Krakowski Salon Sztuki to impreza specyficzna. Odwołuje się do idei dawnego paryskiego salonu, czyli imprezy oficjalnej, instytucjonalnej, a towarzyskiej. Salon to swoisty kram ze sztuką, na których prac persona non grata się nie pokazywało. Bo z salonu można było być wykluczonym, co historycznie zaowocowało Salonem Odrzuconych – tam właśnie pokazano pierwotnie Śniadanie na trawie Maneta).
Tegoroczny salon jest na pewno jedną z najważniejszych krakowskich imprez sezonu jesiennego. W trakcie otwarcia przed Pałacem Sztuki gromadziły się tłumy, które bardzo powolnym ludzkim strumieniem wsuwały się do środka. Było więc tłoczno, było wino i było bardzo wiele prac.
Bardzo wiele.
Zbyt wiele. Bo zgromadzenie na powierzchni niepełnych dwóch pięter Pałacu prace ponad 100 artystów to pomysł kuratorsko dość karkołomny. Bo żadna z tych prac nie miała oddechu.
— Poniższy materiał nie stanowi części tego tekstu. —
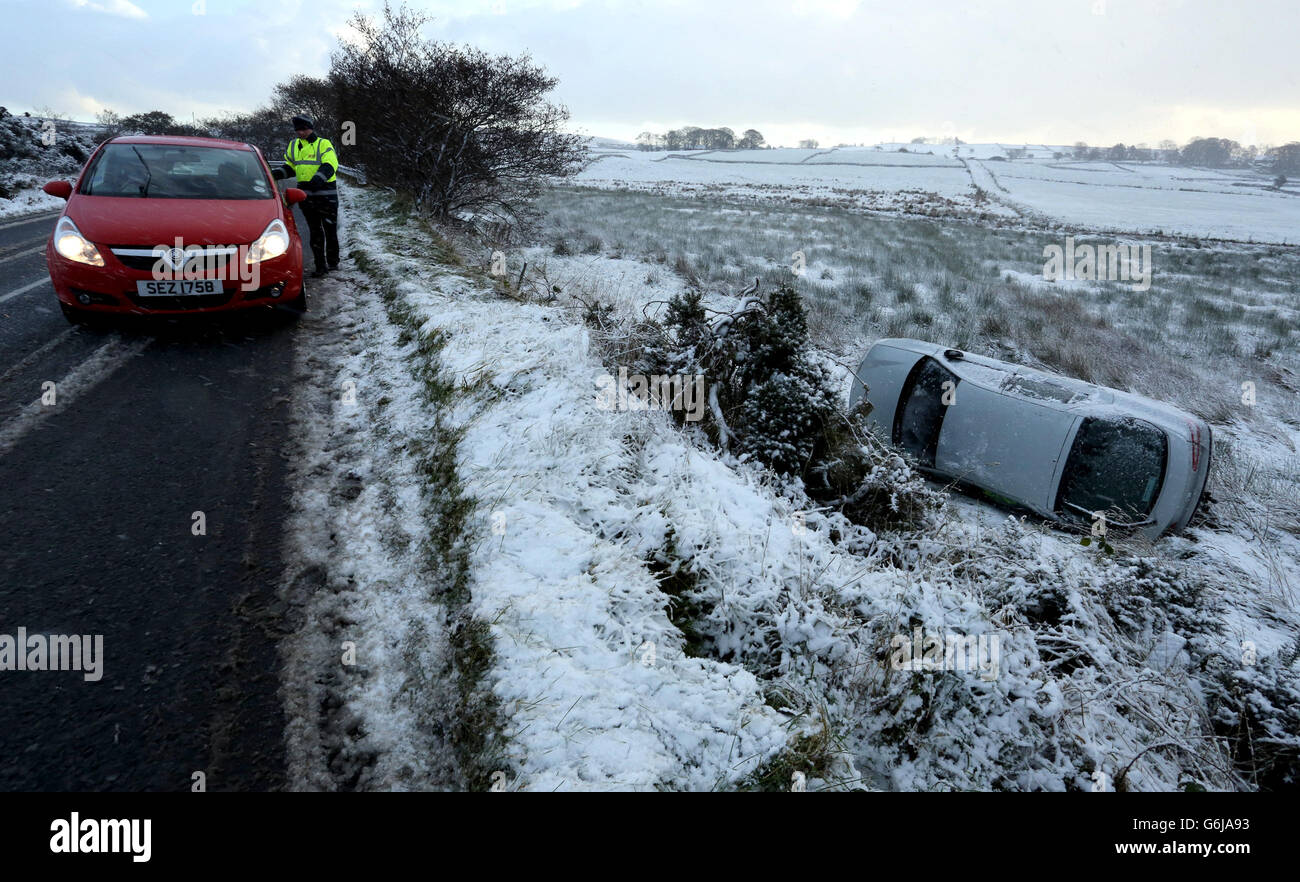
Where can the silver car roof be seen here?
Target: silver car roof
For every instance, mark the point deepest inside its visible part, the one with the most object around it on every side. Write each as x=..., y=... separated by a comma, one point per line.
x=1075, y=396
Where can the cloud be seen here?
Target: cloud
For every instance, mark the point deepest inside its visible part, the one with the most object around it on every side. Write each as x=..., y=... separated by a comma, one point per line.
x=124, y=8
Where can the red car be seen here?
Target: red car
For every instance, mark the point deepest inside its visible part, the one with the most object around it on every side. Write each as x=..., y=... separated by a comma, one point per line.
x=168, y=225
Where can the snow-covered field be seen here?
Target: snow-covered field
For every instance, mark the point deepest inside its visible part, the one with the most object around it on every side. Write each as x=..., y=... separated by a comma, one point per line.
x=915, y=184
x=1086, y=197
x=661, y=615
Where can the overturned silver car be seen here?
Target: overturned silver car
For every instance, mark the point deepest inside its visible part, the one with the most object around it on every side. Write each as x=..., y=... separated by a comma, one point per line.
x=1061, y=448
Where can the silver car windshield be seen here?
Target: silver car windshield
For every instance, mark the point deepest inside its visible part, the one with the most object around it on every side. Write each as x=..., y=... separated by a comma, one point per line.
x=1116, y=466
x=921, y=410
x=172, y=172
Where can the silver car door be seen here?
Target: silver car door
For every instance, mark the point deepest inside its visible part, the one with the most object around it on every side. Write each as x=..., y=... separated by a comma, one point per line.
x=1004, y=444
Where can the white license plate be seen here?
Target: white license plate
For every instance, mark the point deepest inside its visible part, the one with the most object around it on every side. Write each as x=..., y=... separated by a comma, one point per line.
x=178, y=288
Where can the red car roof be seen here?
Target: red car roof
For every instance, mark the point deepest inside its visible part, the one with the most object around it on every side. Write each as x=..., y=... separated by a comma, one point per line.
x=181, y=141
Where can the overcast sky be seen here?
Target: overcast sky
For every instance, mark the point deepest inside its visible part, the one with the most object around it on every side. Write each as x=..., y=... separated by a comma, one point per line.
x=839, y=70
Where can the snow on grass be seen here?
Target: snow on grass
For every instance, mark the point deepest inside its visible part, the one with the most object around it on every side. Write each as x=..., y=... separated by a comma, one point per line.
x=358, y=574
x=1243, y=561
x=590, y=670
x=30, y=200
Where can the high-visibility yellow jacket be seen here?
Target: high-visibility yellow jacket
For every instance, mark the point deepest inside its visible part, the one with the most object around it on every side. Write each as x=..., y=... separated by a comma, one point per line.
x=304, y=159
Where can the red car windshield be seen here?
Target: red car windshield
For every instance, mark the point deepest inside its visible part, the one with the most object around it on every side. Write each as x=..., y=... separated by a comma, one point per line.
x=174, y=172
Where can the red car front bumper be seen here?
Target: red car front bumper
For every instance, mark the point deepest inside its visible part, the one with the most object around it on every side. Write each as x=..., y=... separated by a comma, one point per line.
x=112, y=289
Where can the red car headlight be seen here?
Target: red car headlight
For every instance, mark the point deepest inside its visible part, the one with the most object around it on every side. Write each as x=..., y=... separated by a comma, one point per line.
x=272, y=242
x=70, y=243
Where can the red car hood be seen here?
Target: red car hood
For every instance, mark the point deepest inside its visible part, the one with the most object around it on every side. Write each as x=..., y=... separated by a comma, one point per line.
x=112, y=220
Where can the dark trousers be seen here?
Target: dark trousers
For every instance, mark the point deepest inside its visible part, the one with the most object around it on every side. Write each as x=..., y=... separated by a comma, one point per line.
x=321, y=215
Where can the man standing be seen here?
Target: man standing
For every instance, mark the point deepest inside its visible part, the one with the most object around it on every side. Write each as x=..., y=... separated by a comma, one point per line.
x=312, y=160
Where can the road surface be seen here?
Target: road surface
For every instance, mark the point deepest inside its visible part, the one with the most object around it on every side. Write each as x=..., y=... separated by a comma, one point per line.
x=150, y=424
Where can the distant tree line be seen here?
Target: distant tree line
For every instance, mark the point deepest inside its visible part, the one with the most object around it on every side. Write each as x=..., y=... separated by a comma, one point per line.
x=1207, y=152
x=697, y=138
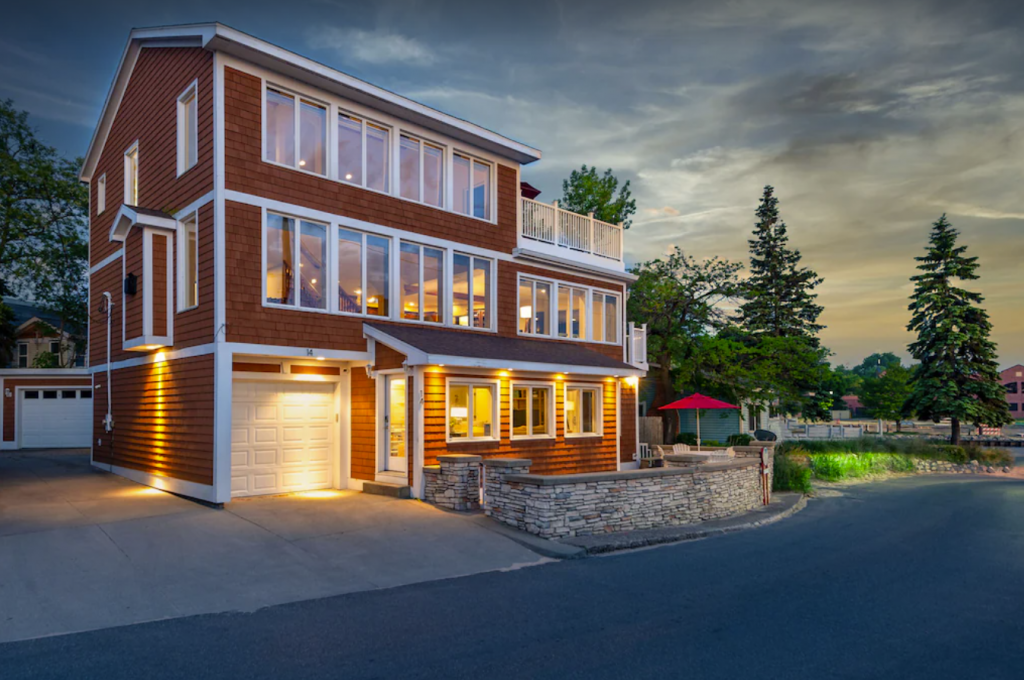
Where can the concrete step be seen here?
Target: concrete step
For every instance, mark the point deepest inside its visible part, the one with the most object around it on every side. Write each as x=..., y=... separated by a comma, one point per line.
x=386, y=489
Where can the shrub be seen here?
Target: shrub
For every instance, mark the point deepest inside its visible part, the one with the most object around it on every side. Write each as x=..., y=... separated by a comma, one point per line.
x=790, y=475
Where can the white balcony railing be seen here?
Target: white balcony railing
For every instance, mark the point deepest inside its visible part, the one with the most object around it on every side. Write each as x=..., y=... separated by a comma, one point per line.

I jeżeli zwracaliśmy niedawno uwagę, że mumokowe 55 dates były przeładowane, to Krakowski Salon i tak bije rekordy. Ale zaproszenie setki artystów na jedną wystawę ma też jeden ogromny plus. Wewnętrzny, całkowicie naturalny, szczery marketing. Maszyna promocyjna Salonu jest godna podziwu, bo impreza wspierana jest przez Krakowskie Biuro Festiwalowe (masa plakatów w mieście + dobra promocja online), dodanie do tego działań oddolnych musi skutkować sukcesem. I na pewno tak jest, bo Krakowski Salon – choć młody – już jest marką rozpoznawalną.
Ale pominąwszy marketing. Najważniejsze i istotne pytanie brzmi – czy było co oglądać? Było. Poza oczywistym wrażeniem chaosu i nadmiaru, dobrych prac było kilka. W takiej prezentacji zdecydowanie najgorzej wypadają obrazy, a najlepiej instalacje lub pokaźne rzeźby, obiekty z dźwiękiem lub ruchem, statyczne – choćby i najlepsze – płótna, zdjęcia czy rysunki stanowią w większości przypadków rozedrgane tło.
I nie, nie podamy żadnych kluczowych nazwisk. Zajrzyjcie na wystawę i sami oceńcie!